LP: Not so much as a woman. Being a mother, that’s a different story. I think, as mothers, we are not in the same conditions as other artists. It’s very difficult to do residencies, to travel, to go to openings that are often around dinner time, when you have a kid to care for [Lucia’s son is now 13]. I have been lucky to get a lot of support from my partner, who is also an artist, but for both of us it has been difficult. We all have to navigate our own paths, although I do think the art world is more aware and trying to accommodate parents in different ways.

SC: You have just been selected for Smoke, the new curated ceramics section at Frieze London this October. It seems that over the last 10 years there has been a real surge in ceramics as a medium in contemporary art.
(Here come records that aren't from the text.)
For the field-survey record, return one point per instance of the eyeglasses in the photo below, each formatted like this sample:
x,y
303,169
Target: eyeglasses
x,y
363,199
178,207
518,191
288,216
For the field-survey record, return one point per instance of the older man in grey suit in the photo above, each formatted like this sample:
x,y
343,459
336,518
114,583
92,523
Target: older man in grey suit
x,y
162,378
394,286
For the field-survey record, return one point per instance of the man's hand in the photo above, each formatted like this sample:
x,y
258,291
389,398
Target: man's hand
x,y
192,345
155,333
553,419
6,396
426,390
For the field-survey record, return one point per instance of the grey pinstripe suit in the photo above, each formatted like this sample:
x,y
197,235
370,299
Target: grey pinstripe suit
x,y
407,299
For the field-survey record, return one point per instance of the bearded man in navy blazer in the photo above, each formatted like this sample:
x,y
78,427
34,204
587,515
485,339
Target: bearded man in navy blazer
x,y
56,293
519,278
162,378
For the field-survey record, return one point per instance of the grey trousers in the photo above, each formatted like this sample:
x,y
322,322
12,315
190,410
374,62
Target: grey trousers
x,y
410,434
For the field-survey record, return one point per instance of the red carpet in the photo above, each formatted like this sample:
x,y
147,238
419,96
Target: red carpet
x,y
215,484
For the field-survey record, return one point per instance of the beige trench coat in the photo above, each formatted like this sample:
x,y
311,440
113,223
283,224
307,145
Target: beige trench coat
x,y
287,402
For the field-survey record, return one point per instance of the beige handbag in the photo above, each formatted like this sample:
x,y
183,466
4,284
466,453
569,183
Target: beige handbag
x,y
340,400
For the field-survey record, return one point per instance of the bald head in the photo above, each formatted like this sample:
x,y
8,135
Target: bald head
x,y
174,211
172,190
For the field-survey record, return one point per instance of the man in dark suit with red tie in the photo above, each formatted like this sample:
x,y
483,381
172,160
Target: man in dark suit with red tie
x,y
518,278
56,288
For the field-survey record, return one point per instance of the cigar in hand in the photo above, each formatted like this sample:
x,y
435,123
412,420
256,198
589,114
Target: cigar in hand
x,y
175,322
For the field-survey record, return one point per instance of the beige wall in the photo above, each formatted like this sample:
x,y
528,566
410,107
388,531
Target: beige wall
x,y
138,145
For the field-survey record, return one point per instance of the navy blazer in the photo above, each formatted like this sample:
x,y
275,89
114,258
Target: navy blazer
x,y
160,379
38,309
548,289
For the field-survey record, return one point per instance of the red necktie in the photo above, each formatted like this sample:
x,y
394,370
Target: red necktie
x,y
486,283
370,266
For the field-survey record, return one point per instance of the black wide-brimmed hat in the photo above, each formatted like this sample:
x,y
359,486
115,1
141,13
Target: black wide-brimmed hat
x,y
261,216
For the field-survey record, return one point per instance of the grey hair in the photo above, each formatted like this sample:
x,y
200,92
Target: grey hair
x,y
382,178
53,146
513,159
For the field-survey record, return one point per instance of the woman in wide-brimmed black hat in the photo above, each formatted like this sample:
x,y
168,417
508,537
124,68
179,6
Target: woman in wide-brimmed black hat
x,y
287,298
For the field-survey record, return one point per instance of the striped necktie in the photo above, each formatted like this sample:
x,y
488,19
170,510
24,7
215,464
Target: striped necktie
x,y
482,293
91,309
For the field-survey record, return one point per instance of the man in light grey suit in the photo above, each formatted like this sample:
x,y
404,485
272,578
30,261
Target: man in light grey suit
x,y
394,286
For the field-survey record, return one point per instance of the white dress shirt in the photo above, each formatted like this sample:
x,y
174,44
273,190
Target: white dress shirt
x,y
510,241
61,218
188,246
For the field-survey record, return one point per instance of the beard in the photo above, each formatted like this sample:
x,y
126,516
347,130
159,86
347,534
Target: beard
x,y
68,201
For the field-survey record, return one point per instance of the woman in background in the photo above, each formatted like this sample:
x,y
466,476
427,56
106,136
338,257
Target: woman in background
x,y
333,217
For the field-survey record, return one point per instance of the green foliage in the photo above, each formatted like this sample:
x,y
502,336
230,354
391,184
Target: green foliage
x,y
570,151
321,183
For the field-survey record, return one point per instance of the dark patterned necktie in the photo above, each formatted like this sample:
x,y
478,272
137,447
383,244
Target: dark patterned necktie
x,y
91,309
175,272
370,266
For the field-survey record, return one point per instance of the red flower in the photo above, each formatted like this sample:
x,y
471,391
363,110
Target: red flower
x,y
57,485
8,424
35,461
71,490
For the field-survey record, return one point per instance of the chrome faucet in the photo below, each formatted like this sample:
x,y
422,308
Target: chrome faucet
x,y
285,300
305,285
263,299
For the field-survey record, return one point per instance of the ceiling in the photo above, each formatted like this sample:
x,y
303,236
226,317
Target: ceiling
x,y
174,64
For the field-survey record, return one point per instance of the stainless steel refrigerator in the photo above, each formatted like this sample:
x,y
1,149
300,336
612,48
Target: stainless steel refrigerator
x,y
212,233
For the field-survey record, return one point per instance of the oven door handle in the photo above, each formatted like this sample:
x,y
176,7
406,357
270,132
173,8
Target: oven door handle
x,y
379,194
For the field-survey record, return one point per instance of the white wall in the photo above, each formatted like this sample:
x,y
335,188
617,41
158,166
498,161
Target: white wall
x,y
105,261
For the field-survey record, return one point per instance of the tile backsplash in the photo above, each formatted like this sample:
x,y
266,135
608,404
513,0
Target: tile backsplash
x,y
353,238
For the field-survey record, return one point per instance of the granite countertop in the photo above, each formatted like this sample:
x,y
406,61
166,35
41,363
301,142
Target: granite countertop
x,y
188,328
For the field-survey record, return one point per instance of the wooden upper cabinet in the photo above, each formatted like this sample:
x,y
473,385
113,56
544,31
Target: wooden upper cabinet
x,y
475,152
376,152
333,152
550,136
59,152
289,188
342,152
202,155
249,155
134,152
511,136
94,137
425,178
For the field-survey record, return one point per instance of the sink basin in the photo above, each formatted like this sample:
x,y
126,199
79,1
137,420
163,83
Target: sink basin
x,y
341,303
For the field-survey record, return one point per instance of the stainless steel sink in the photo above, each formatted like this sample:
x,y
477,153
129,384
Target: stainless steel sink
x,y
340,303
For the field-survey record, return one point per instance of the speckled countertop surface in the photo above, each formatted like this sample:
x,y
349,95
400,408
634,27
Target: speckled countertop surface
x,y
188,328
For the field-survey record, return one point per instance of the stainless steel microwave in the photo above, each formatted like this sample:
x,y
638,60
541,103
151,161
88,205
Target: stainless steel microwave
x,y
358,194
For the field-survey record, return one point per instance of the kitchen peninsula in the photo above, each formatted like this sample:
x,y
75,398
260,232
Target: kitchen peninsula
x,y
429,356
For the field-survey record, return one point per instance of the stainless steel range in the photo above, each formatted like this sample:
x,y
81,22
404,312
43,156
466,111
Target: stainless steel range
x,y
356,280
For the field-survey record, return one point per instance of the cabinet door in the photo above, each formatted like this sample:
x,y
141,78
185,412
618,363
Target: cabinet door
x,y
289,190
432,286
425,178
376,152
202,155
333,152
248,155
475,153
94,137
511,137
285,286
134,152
LP: I am glad that it’s being accepted. When I started 15 years ago, it was not a medium that was considered suitable for conservation; it wasn’t considered a noble material. People were asking me all the time: “But how long will it last?” And yet we have remains in clay from burial sites of 40,000 years ago! In fact, clay was where material culture first happened. For me, that’s why I love it. Of course, it can also be a trend. There is a lot of work today that is about colour and glazes. For me, it was the opposite: I started with glazes, but now it’s about the rawness of the matter.

The section in Frieze is inspired by a Smoke creature that emanates from the soil. I will be producing the work in two places: in Oxford and in El Cercado, on Margarita Island, where they don’t use a kiln; they make a fire with clay fragment and wood, like in ancient times. The work will layer two places: the northern and southern hemispheres – it will reflect the mixed person I am. I think we all are. Humanity has always been a migrant species.
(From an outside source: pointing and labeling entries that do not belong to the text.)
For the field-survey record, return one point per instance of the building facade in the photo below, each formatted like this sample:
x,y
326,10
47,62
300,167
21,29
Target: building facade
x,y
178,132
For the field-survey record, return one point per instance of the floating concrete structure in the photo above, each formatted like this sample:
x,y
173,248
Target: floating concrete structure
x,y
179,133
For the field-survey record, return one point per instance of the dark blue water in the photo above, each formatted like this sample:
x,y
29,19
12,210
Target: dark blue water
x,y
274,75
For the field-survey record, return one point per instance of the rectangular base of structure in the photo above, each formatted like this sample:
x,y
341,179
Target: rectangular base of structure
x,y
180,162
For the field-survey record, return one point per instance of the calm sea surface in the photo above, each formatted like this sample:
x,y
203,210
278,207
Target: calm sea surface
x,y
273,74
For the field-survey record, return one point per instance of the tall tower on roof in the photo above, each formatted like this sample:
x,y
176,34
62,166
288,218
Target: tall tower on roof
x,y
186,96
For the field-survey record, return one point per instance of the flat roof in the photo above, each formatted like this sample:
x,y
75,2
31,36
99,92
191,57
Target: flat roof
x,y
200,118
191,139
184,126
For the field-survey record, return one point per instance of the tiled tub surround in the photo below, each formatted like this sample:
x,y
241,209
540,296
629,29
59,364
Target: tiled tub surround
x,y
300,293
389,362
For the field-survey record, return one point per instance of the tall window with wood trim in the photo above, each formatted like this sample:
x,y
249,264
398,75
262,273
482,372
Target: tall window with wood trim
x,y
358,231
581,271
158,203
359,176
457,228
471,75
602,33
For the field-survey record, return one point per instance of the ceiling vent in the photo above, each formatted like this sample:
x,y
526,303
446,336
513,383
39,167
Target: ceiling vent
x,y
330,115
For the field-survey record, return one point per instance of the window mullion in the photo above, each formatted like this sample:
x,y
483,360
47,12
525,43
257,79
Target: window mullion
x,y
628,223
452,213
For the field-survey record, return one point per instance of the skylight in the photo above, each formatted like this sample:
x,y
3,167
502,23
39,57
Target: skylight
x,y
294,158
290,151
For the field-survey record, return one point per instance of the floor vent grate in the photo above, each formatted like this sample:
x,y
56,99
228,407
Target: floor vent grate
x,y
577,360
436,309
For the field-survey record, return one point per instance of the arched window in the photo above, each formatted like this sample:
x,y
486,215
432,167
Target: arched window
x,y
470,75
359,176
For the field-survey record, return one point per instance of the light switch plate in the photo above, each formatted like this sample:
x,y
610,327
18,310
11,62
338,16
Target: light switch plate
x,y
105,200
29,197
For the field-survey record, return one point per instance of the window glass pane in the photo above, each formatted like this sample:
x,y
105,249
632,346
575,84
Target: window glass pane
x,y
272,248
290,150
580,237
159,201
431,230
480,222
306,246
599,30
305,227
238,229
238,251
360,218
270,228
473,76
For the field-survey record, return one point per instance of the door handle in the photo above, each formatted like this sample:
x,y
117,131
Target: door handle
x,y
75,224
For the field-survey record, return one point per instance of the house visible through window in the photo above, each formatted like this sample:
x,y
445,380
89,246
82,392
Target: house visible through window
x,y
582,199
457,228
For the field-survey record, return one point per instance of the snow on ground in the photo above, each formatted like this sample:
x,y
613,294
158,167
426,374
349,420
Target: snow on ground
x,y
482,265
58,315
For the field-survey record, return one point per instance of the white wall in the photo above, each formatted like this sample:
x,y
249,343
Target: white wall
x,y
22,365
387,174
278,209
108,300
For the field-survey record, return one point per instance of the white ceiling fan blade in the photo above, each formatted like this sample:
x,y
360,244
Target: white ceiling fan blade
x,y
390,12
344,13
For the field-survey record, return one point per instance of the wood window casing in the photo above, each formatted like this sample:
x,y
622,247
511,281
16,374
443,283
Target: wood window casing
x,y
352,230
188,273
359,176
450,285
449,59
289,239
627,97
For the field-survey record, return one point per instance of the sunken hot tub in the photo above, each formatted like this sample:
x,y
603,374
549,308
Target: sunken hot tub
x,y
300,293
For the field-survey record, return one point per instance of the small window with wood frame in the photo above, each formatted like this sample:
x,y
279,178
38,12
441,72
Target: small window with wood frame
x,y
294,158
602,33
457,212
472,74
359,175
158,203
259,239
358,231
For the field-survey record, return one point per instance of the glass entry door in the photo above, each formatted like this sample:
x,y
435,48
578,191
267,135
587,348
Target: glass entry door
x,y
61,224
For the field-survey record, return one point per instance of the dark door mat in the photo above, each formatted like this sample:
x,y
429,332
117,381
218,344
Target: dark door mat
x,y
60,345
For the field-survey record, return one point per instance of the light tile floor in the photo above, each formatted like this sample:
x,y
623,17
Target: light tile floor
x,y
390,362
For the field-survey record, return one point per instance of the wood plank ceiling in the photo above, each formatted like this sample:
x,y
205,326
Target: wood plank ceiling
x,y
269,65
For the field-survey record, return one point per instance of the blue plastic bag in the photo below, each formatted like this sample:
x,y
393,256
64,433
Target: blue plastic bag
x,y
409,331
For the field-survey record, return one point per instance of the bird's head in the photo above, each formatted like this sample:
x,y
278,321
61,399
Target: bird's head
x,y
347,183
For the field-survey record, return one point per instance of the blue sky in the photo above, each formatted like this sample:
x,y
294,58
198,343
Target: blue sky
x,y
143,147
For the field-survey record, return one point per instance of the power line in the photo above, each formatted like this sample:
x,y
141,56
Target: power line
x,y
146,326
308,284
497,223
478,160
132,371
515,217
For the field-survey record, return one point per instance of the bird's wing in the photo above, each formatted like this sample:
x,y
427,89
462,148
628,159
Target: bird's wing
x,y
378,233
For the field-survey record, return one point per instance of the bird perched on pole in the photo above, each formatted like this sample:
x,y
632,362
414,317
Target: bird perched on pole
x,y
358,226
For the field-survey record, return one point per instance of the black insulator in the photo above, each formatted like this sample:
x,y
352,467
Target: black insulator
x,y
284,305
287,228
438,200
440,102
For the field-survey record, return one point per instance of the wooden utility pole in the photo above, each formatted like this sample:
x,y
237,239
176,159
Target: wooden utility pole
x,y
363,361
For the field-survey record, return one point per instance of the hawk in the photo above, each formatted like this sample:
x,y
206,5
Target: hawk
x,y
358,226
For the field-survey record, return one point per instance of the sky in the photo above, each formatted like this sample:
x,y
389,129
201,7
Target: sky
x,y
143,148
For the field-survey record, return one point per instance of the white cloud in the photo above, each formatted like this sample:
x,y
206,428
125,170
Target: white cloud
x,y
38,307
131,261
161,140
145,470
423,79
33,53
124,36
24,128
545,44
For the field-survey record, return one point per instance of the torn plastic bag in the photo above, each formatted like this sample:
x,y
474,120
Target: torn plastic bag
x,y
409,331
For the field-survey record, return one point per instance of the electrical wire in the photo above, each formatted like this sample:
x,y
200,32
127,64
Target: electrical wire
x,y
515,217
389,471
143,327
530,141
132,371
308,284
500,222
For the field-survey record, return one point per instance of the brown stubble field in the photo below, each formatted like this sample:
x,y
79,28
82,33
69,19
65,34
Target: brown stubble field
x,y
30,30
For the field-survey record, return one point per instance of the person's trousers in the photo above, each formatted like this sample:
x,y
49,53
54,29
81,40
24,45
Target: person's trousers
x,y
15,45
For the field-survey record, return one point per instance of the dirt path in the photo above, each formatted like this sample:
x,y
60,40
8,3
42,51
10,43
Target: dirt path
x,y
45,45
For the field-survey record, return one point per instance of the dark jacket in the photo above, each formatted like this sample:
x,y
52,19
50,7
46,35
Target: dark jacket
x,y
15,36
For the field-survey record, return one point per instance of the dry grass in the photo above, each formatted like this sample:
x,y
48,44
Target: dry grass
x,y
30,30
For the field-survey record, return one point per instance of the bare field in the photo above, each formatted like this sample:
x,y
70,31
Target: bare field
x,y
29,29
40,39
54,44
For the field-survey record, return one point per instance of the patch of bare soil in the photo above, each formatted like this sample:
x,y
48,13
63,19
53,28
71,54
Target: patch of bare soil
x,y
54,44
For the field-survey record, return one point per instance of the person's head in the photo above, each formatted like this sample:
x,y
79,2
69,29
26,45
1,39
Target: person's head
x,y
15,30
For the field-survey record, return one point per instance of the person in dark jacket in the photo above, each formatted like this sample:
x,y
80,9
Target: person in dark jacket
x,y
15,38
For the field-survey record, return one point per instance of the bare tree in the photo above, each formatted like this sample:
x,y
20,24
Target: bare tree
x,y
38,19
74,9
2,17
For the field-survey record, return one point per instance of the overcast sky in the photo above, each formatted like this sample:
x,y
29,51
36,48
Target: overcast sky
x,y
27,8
SC: I have always thought that it could be a reaction to our increasingly digitalised world.

LP: That’s also true! We need the material object. To appreciate something that is more true, something that grounds your existence. Even when I use digital media such as film and photography, there’s always a real, material object in it.



Lucia Pizzani, Morada Vegetal (Vegetal Residence), 2024. Abra, Caracas, courtesy of the artist.
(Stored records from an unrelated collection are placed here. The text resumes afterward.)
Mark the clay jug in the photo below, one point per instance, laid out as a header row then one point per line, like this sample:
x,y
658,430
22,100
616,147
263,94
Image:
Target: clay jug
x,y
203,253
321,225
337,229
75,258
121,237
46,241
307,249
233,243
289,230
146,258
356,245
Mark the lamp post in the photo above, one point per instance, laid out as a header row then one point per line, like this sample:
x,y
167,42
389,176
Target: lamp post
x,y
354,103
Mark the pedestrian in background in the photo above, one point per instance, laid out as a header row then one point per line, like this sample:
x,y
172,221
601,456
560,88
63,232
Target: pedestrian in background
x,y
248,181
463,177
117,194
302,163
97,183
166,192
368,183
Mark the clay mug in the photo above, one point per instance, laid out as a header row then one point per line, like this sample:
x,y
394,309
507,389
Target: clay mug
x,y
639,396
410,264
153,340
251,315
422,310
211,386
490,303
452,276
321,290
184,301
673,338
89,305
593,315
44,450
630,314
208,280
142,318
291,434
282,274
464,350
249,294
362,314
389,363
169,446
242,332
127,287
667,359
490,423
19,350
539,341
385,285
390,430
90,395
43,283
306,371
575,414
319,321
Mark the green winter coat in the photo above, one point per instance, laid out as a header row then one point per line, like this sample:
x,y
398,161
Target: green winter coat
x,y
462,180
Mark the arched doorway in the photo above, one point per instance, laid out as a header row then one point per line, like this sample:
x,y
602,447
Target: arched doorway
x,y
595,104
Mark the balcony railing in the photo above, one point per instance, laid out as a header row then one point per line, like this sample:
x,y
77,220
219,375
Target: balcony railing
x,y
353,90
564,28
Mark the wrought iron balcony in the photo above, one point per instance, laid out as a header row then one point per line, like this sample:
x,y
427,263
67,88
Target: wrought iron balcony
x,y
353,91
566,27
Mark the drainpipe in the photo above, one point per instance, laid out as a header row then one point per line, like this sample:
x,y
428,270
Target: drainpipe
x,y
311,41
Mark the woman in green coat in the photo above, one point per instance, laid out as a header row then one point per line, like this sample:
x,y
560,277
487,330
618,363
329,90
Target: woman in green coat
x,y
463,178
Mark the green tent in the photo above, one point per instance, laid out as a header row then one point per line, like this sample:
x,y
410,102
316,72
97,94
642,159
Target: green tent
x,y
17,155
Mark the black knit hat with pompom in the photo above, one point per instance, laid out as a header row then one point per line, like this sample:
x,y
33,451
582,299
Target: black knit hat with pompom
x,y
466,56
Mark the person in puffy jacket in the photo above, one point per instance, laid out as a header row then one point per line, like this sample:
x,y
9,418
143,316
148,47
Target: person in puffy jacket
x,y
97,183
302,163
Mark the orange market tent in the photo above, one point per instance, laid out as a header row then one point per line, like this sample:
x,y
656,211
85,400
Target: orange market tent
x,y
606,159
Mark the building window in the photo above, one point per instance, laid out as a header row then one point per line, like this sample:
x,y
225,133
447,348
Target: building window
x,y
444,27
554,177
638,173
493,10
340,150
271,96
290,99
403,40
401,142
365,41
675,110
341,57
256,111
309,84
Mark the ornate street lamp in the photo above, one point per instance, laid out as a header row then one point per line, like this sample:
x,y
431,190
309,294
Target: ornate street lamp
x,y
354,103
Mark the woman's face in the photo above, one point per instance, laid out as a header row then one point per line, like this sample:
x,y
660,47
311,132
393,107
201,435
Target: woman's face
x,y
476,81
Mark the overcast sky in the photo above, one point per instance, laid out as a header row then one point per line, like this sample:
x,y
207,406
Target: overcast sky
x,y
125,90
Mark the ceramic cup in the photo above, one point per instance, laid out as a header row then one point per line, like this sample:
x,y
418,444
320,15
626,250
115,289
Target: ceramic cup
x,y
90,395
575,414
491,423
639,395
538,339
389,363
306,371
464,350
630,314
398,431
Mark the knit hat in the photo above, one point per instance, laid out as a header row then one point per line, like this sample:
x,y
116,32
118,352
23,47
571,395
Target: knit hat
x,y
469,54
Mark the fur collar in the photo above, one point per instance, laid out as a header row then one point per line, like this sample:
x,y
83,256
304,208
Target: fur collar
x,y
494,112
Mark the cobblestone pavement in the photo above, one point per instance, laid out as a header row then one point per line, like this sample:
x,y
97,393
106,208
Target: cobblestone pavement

SC: You are incredibly productive, often showing in several spaces at the same time. What do you do to relax?

LP: [laughs] It’s a difficult balance between work and life. A lot of artists I talk to nowadays are going through these kinds of burnouts; in fact, I had one myself a couple of months ago. I am learning to say “no”. In Venezuela, I will finish the installation of my exhibition, and then I’ll do a mix of holiday with two weeks in Margarita Island to work. I really try to plan more, because otherwise you end up damaging your health. As I did.

SC: Did you bring a book?

LP: No! Actually, I don’t read novels that much; I read more scientific kinds of books: about plant reproduction, deep time, botanical remedies. For this trip, I had to bring my entire exhibition [at Abra, Caracas] in my luggage from London, so there was no space for books. Unfortunately, there is not much budget here in Venezuela for exhibitions, but even so the team in the gallery is super-professional and it’s been great working together. The crisis has impacted the arts deeply, but I think it’s very important to continue to exhibit here. I am doing this out of love.

• Lucía Pizzani: Cultivo y Memoria (Crop and Memory) is at Harewood Biennial, Harewood House, Leeds, until 20 October; Rites, Seeds and Refuge is at Cecilia Brunson Projects, London, until 9 August; and Morada Vegetal is at Abra, Caracas, until 8 September. Pizzani will also be part of the curated ceramics section Smoke at Frieze London, from 9 to 13 October.